Türk sağının geleneksel “Ayasofya ibadete açılsın” kampanyası bu kez görünürde daha ciddi bir taleple gündemde. Konunun gerek AKP öncesi dönemde, gerek AKP döneminde sık sık gündeme getirilmesine alışkınız. Bundan önce STK görünümlü ancak AKP ile yakın olduğu ayan beyan ortada olan kurumlar hukuki başvurularda da bulunmuşlardı. Ancak ilginçtir, bu başvurular Başbakan ve Cumhurbaşkanı Erdoğan tarafından yakın zamana kadar dikkate alınmıyordu. Hatta Erdoğan bir keresinde bu talebi dile getirenleri paylamış, “Daha Sultanahmet Camii’ni dolduramıyorsunuz” deyivermişti.

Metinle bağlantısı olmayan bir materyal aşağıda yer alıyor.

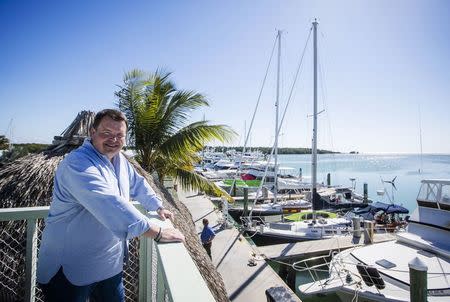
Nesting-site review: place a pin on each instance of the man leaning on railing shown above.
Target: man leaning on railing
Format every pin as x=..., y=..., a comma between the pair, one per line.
x=84, y=243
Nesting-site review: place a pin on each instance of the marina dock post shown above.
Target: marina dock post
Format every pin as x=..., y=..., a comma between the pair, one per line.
x=356, y=227
x=365, y=194
x=417, y=280
x=245, y=212
x=368, y=232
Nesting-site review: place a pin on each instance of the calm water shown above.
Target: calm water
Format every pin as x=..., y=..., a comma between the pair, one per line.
x=371, y=169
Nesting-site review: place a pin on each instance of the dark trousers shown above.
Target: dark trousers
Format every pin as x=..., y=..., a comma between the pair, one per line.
x=60, y=289
x=207, y=247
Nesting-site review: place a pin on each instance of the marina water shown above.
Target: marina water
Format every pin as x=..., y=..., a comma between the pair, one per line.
x=370, y=169
x=409, y=169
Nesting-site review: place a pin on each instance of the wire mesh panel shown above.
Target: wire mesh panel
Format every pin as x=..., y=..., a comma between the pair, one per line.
x=131, y=272
x=13, y=257
x=12, y=263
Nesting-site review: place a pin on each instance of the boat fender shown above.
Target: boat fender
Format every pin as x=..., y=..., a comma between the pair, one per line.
x=371, y=276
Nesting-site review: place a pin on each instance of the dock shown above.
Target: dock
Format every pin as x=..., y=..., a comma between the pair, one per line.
x=316, y=247
x=231, y=253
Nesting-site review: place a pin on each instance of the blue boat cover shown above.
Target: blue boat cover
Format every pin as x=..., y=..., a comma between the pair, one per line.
x=381, y=206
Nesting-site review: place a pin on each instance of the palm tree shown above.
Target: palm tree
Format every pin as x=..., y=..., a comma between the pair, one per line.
x=159, y=129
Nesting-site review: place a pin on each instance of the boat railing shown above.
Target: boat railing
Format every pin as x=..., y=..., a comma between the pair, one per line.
x=155, y=271
x=315, y=265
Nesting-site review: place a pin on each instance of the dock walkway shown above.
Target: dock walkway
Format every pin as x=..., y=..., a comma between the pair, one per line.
x=231, y=254
x=316, y=247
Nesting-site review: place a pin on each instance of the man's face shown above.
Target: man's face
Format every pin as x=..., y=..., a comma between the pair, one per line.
x=109, y=137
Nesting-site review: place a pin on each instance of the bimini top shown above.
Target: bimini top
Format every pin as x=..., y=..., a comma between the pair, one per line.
x=385, y=207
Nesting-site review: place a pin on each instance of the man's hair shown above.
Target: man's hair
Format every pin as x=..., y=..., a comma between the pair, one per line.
x=112, y=113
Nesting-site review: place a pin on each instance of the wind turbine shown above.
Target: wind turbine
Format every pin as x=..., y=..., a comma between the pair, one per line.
x=392, y=182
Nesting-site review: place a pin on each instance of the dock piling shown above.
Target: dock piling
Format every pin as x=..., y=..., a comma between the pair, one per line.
x=356, y=227
x=245, y=212
x=368, y=232
x=418, y=280
x=365, y=194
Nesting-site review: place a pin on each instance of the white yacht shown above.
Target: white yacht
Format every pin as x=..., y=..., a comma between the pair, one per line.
x=380, y=272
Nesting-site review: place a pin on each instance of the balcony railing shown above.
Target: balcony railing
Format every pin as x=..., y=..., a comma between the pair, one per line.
x=166, y=272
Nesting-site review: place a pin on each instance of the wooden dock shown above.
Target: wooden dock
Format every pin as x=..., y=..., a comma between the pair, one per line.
x=316, y=247
x=231, y=254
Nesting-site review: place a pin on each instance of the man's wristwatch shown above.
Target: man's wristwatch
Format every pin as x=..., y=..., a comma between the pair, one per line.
x=159, y=209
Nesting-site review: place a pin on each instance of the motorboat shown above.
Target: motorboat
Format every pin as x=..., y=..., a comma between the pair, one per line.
x=381, y=271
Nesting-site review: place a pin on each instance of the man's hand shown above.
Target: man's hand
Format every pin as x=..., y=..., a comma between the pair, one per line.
x=163, y=214
x=171, y=235
x=165, y=235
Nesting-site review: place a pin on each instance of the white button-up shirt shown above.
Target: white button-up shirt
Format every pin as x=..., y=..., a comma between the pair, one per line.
x=91, y=216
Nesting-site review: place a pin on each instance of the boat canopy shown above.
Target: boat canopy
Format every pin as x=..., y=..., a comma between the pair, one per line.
x=385, y=207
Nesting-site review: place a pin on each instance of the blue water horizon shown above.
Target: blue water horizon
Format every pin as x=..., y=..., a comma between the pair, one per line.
x=409, y=170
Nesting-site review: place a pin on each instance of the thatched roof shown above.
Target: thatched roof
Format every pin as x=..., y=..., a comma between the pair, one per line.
x=28, y=182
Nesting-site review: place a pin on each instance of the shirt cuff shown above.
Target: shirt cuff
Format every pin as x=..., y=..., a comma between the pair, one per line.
x=138, y=228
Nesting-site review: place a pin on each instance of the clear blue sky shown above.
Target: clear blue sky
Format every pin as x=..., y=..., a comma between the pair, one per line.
x=381, y=60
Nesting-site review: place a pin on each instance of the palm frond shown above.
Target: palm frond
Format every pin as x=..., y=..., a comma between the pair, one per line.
x=192, y=181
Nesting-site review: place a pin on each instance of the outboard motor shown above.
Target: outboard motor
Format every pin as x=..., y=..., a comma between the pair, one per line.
x=371, y=276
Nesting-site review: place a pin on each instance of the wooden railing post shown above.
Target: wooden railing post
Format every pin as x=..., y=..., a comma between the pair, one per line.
x=418, y=280
x=31, y=260
x=145, y=269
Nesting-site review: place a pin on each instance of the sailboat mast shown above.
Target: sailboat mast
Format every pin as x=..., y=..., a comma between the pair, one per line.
x=314, y=195
x=276, y=120
x=420, y=136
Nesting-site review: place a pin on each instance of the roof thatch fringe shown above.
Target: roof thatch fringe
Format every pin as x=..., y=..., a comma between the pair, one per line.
x=28, y=182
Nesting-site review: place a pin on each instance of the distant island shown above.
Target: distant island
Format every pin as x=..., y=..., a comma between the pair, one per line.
x=266, y=150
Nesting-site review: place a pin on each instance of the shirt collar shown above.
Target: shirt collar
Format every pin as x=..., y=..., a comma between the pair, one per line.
x=88, y=145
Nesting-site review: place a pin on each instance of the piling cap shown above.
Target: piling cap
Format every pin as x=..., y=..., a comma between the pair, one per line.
x=417, y=265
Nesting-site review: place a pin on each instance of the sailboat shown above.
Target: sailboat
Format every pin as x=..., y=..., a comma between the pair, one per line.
x=381, y=271
x=317, y=227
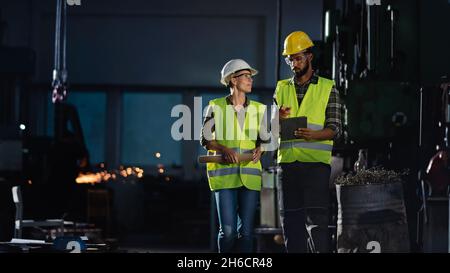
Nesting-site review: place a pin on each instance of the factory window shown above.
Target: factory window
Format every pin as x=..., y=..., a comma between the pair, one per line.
x=146, y=129
x=91, y=108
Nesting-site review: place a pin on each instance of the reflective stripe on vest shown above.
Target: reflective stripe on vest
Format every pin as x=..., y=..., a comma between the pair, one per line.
x=308, y=145
x=234, y=170
x=313, y=106
x=233, y=175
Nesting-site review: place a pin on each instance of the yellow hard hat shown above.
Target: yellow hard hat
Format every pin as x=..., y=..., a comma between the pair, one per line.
x=296, y=42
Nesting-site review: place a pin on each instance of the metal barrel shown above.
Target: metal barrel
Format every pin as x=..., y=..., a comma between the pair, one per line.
x=372, y=218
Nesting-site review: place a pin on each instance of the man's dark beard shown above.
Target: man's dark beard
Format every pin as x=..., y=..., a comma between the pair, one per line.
x=301, y=72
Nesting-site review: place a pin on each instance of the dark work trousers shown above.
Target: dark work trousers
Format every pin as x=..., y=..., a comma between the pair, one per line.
x=304, y=201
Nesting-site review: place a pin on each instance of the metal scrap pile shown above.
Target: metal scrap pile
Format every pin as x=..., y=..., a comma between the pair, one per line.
x=375, y=175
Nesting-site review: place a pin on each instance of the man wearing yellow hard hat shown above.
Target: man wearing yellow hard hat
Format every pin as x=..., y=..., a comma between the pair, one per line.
x=305, y=160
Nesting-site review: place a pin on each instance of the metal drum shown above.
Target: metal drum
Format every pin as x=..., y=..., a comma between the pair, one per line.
x=372, y=218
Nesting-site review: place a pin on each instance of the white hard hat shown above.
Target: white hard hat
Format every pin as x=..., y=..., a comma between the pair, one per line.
x=234, y=66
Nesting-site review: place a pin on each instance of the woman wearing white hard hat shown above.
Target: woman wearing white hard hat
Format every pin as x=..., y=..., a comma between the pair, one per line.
x=235, y=183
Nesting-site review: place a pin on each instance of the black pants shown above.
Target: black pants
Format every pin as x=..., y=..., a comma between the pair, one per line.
x=304, y=201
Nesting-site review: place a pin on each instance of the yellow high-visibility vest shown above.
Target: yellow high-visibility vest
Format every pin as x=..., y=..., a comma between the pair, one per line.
x=313, y=106
x=242, y=140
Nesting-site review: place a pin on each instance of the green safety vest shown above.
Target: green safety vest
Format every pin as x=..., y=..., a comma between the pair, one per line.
x=242, y=140
x=313, y=106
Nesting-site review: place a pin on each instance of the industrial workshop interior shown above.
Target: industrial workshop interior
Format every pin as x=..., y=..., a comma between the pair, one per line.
x=105, y=107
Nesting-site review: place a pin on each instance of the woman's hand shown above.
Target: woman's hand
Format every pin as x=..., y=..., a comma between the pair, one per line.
x=229, y=155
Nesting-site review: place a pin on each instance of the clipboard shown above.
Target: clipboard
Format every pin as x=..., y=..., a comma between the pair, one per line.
x=289, y=125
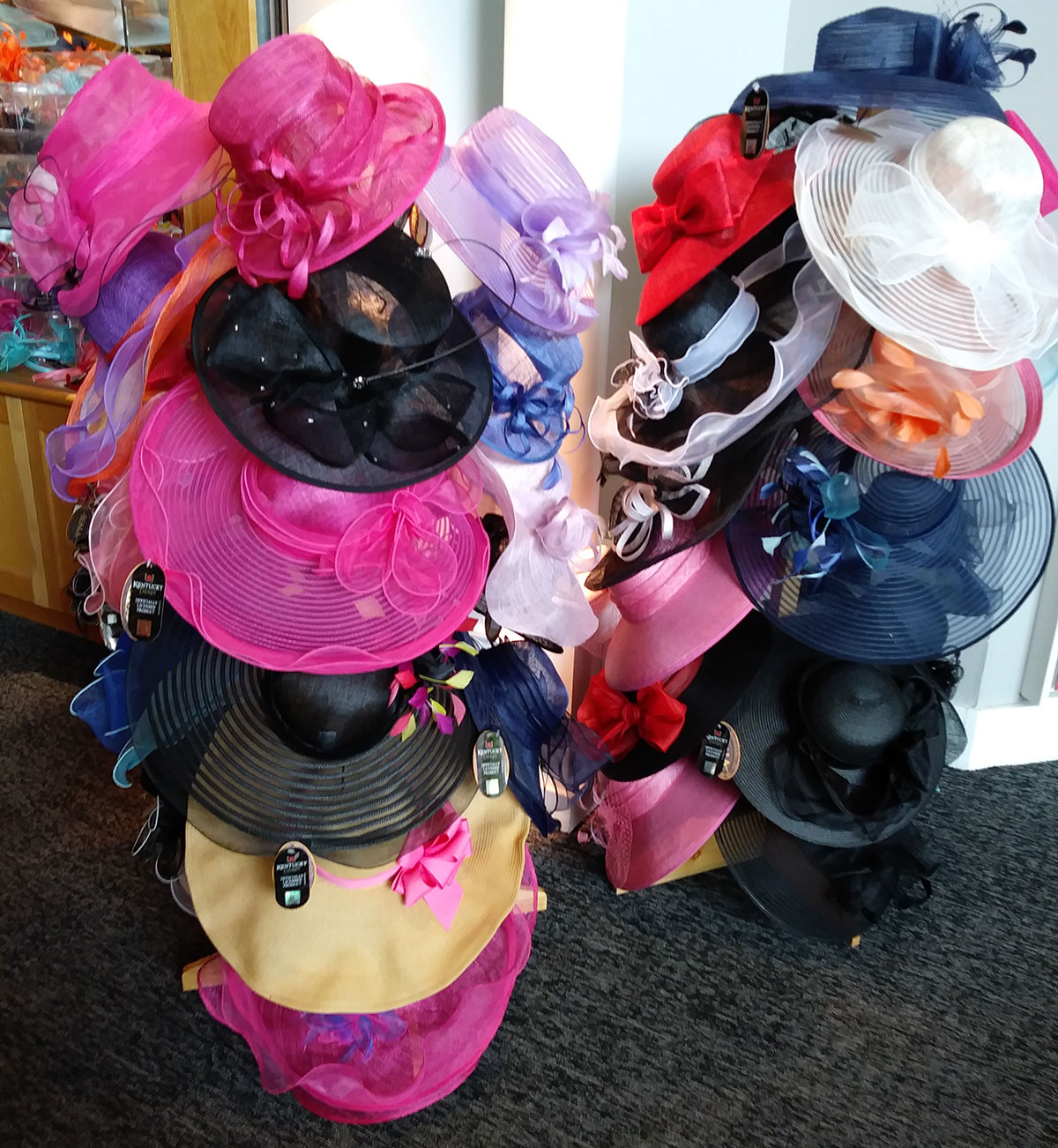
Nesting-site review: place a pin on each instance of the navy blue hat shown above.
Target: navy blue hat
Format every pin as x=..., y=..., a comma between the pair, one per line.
x=886, y=57
x=864, y=563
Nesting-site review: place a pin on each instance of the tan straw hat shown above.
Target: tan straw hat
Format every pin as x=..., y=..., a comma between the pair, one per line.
x=356, y=950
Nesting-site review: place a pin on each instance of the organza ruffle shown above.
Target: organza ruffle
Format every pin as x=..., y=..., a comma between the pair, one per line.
x=369, y=1068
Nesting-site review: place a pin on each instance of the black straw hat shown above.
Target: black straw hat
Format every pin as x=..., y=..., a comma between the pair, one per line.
x=257, y=757
x=371, y=381
x=844, y=753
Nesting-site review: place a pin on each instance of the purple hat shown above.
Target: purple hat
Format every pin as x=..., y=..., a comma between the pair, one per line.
x=506, y=198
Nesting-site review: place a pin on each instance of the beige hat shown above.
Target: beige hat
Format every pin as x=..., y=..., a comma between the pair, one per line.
x=356, y=950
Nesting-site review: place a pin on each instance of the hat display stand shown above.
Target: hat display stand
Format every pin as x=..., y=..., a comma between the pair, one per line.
x=324, y=519
x=882, y=519
x=328, y=674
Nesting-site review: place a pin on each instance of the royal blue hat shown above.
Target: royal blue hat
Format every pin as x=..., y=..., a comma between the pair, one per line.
x=868, y=563
x=886, y=57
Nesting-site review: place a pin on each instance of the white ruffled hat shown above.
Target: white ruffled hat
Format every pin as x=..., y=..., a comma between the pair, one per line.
x=935, y=238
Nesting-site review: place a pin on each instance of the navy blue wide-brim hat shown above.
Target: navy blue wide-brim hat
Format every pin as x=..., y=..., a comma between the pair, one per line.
x=921, y=567
x=885, y=57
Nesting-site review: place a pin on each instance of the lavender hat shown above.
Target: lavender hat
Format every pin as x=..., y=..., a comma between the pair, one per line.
x=506, y=198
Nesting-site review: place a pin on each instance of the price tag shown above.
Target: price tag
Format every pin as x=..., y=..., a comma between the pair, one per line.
x=293, y=873
x=719, y=752
x=143, y=601
x=754, y=123
x=491, y=764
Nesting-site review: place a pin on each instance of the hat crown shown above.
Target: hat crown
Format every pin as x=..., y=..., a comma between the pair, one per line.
x=882, y=39
x=331, y=715
x=639, y=596
x=852, y=711
x=513, y=164
x=986, y=172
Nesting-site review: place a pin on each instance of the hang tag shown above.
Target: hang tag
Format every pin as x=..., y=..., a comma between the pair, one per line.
x=719, y=752
x=491, y=764
x=293, y=873
x=143, y=601
x=109, y=627
x=754, y=123
x=77, y=528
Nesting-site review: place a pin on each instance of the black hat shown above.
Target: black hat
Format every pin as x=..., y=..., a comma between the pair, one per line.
x=371, y=381
x=819, y=891
x=257, y=757
x=844, y=753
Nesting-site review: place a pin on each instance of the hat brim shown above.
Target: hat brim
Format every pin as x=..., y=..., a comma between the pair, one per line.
x=780, y=878
x=931, y=312
x=1013, y=407
x=765, y=714
x=251, y=600
x=490, y=246
x=817, y=310
x=660, y=840
x=724, y=674
x=356, y=950
x=456, y=376
x=210, y=745
x=644, y=652
x=936, y=593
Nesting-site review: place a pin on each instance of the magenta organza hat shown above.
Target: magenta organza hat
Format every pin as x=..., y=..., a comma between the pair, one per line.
x=292, y=577
x=128, y=149
x=324, y=159
x=369, y=1068
x=516, y=195
x=672, y=612
x=653, y=825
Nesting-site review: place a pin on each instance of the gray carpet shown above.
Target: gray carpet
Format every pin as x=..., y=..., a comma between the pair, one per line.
x=672, y=1018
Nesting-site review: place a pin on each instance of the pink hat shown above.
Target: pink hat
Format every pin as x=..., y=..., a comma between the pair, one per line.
x=324, y=159
x=1049, y=200
x=126, y=151
x=292, y=577
x=653, y=825
x=672, y=612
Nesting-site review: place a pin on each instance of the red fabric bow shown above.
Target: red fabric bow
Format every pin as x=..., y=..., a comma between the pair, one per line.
x=654, y=717
x=703, y=205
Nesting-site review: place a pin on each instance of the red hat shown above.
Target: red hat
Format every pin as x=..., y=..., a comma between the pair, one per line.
x=711, y=201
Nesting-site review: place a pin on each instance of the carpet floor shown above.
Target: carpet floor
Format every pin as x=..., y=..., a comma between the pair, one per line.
x=674, y=1016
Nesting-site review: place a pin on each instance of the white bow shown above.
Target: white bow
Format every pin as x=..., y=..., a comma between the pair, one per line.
x=642, y=503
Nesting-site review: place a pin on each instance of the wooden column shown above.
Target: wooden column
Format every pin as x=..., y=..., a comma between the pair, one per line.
x=208, y=39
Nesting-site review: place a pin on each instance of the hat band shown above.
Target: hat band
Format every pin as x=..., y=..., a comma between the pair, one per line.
x=643, y=595
x=426, y=873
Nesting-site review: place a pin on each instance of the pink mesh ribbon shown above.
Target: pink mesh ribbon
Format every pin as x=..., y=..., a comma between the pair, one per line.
x=129, y=149
x=426, y=873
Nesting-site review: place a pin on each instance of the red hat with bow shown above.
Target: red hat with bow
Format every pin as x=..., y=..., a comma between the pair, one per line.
x=711, y=201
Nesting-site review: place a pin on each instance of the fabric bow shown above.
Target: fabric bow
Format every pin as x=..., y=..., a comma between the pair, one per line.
x=573, y=235
x=428, y=873
x=912, y=401
x=533, y=414
x=644, y=503
x=819, y=509
x=654, y=717
x=566, y=529
x=655, y=391
x=400, y=547
x=703, y=207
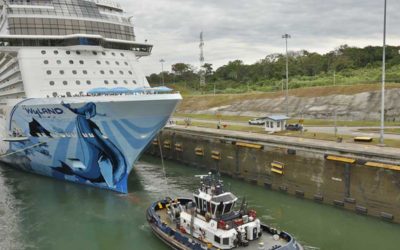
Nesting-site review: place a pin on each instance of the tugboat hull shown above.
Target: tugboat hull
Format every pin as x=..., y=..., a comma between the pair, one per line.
x=176, y=239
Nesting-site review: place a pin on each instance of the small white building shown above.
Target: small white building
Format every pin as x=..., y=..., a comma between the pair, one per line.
x=275, y=123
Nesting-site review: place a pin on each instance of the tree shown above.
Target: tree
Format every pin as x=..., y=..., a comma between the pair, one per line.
x=207, y=67
x=181, y=68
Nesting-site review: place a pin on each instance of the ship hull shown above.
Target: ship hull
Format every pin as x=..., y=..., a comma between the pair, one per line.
x=88, y=140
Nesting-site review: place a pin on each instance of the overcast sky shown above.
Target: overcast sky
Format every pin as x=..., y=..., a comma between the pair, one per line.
x=251, y=29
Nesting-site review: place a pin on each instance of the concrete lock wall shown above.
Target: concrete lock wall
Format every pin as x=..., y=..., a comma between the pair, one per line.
x=305, y=173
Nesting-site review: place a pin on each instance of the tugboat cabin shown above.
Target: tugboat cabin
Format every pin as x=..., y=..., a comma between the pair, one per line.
x=214, y=220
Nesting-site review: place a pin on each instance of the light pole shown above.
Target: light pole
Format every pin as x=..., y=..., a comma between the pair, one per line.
x=162, y=61
x=382, y=140
x=335, y=111
x=286, y=37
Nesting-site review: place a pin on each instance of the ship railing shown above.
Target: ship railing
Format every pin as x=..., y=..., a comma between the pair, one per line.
x=31, y=3
x=10, y=82
x=124, y=94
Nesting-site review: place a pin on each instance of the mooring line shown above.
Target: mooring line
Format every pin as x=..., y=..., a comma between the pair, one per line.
x=21, y=150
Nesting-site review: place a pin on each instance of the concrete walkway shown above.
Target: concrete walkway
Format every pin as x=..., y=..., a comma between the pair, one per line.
x=345, y=147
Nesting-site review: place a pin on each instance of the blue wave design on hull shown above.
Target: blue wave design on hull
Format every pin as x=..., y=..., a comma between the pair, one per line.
x=95, y=150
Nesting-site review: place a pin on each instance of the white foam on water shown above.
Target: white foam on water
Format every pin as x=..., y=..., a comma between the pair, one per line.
x=9, y=226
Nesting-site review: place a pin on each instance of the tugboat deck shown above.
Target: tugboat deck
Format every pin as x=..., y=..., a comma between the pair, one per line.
x=266, y=238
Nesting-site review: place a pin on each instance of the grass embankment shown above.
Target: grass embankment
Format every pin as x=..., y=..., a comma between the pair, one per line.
x=395, y=131
x=204, y=102
x=304, y=135
x=306, y=122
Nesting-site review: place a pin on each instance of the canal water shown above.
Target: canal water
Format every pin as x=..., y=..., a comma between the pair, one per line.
x=42, y=213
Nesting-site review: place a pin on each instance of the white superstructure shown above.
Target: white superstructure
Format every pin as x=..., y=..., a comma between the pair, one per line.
x=54, y=56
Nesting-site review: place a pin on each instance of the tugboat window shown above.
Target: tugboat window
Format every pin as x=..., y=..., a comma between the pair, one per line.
x=225, y=241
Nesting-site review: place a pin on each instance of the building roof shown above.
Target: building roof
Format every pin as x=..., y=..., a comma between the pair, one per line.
x=277, y=117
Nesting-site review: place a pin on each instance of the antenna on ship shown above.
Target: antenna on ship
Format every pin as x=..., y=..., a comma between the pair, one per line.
x=202, y=72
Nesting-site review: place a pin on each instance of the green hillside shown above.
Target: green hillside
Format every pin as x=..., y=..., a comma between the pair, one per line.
x=350, y=65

Dediğim gibi, bu kez iş ciddi görünüyor. İlk işareti Cumhurbaşkanlığı İletişim Başkanı Fahrettin Altun vermiş, yakın zamanda bir gelişme olacağının ipuçlarını duyurmuştu. Sonrasında Danıştay’ın ibadetle ilgili talebi gündeme aldığı ortaya çıktı. 2 Temmuz’da bu konuda bir duruşma yapılacak. Bu süreçte zaten hem Cumhurbaşkanı Erdoğan’dan, hem de MHP lideri Bahçeli’den hayli sert ve net açıklamalar duyduk. Ayasofya ibadete açılmalıydı.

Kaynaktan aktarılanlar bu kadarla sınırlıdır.